自国優先の「ワクチン・ナショナリズム」に集まる批判

 開発競争と並行して、先進国の間ではワクチン争奪戦も過熱している。

 日本政府は、ファイザーとアストラゼネカからそれぞれ1.2億回分の供給を受けることで基本合意。ノババックスのワクチンも、武田薬品工業が国内で年間2.5億回分以上を生産する体制を整備する予定だ。モデルナとも5000万回分の供給を受けるという契約を結び、合計すると5.4億回分に上る。

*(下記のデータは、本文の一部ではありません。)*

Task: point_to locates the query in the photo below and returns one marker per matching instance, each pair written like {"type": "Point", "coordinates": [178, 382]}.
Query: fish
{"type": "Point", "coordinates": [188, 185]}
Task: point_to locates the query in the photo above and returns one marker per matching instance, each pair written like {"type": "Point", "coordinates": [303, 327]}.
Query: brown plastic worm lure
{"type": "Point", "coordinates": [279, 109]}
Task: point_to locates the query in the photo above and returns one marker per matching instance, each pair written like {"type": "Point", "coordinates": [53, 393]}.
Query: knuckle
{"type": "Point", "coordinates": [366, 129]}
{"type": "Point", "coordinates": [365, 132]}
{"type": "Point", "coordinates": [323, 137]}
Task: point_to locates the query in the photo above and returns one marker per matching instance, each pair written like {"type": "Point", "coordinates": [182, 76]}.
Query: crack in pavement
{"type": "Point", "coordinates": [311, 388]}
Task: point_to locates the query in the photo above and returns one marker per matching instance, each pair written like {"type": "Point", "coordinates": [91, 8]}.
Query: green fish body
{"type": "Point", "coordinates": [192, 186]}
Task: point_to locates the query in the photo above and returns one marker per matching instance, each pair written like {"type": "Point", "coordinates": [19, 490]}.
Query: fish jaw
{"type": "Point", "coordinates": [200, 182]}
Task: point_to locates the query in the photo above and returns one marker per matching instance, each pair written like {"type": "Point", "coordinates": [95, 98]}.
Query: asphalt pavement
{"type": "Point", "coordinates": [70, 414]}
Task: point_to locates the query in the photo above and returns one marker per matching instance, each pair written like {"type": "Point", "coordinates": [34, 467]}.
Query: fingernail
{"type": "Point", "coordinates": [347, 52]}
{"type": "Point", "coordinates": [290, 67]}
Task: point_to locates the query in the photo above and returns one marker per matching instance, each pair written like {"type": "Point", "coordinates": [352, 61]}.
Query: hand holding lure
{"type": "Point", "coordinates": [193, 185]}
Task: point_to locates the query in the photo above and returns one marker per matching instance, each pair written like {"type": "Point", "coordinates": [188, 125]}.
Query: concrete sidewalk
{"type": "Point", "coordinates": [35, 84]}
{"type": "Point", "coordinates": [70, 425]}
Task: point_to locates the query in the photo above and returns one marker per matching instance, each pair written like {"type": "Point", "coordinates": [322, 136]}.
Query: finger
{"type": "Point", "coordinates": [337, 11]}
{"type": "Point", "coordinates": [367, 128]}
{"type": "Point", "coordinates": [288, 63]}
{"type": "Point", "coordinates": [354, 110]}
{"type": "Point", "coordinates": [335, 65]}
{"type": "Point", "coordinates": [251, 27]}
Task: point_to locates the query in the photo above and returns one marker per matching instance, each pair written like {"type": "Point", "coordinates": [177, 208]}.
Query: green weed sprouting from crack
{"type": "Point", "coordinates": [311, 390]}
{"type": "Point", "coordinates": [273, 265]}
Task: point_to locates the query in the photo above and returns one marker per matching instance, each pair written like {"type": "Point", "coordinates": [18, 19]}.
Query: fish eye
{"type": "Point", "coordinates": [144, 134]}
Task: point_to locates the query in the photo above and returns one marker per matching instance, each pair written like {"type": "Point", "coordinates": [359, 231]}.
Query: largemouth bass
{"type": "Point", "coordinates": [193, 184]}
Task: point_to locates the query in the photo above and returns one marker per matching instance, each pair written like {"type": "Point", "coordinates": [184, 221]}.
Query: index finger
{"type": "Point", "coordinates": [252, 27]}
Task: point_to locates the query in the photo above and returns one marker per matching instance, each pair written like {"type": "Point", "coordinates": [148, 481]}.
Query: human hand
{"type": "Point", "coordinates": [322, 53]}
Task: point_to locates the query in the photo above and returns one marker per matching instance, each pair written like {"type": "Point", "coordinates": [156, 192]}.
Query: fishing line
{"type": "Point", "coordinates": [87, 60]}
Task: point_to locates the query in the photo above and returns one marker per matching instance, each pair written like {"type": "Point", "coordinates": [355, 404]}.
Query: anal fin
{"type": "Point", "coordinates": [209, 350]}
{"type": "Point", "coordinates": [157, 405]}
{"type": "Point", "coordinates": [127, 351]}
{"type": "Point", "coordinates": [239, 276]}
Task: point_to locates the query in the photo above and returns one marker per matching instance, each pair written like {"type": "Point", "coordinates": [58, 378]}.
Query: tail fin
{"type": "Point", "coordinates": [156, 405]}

 仮にすべての供給が実現すれば国民1人あたり4回接種できる計算だが、厚生労働省の担当者は「どのワクチン候補も成功するとは限らない。確保を目指すには手段を増やすしかない」と説明した。

 米国や欧州連合(EU)、英国、カナダなどもそれぞれ主要な開発企業と交渉を進めるが、自国優先のこうした動きは「ワクチン・ナショナリズム」と呼ばれ、批判や懸念の声も挙がっている。国際協力団体オックスファムは20年9月中旬、「世界人口のわずか13%にあたる富裕国が、主要なワクチン候補の予定生産量の半分以上を囲い込んでいる」と指摘。仮に最も開発が進む5種類のワクチンすべてが実用化に成功したとしても、世界の3分の2の人々は22年まで接種することができない、という試算を示した。

©iStock.com

WHOの訴え「ワクチン・ナショナリズムはパンデミックを長引かせる」

 その一方で、世界中に平等にワクチンを分配するための国際的な取り組みも始まっている。WHOなどが主導する「COVAXファシリティ」は、高・中所得国の拠出金でワクチンを共同購入し、途上国にも行き渡らせる枠組みで、21年末までに少なくとも20億回分を供給することを目指す。

 20年8月下旬時点で日本を含む172カ国が参加を表明。態度を保留していた中国も10月9日にようやく参加を発表したが、米国とロシアは不参加で、国際協調の足並みは揃っていない。

 WHOのテドロス・アダノム事務局長は、9月4日の記者会見でこう訴えた。

「もし有効なワクチンができたら、有効に使わなければならない。ワクチン・ナショナリズムは、パンデミックを短縮させるのではなく、長引かせるだろう」

追記(2021年1月5日):

本稿執筆後、モデルナとファイザー/ビオンテックはそれぞれ、両者が開発したワクチンの有効性が90%超と高く、重症患者を減らす効果もみられたと発表。2020年12月には、ファイザー/ビオンテックのワクチンの接種が、承認を受けた英国、カナダ、欧州連合(EU)、米国などで始まり、モデルナのワクチンの接種も米国で開始した。ファイザー/ビオンテックのワクチンについては、WHOも12月31日に緊急使用を承認。日本でも承認申請がなされており、早ければ今年2月中にも結論が出る見通し。アストラゼネカ/ハーバード大学が共同開発したワクチンも、12月30日に英国で初めて承認され、年明けの1月4日に接種が始まった。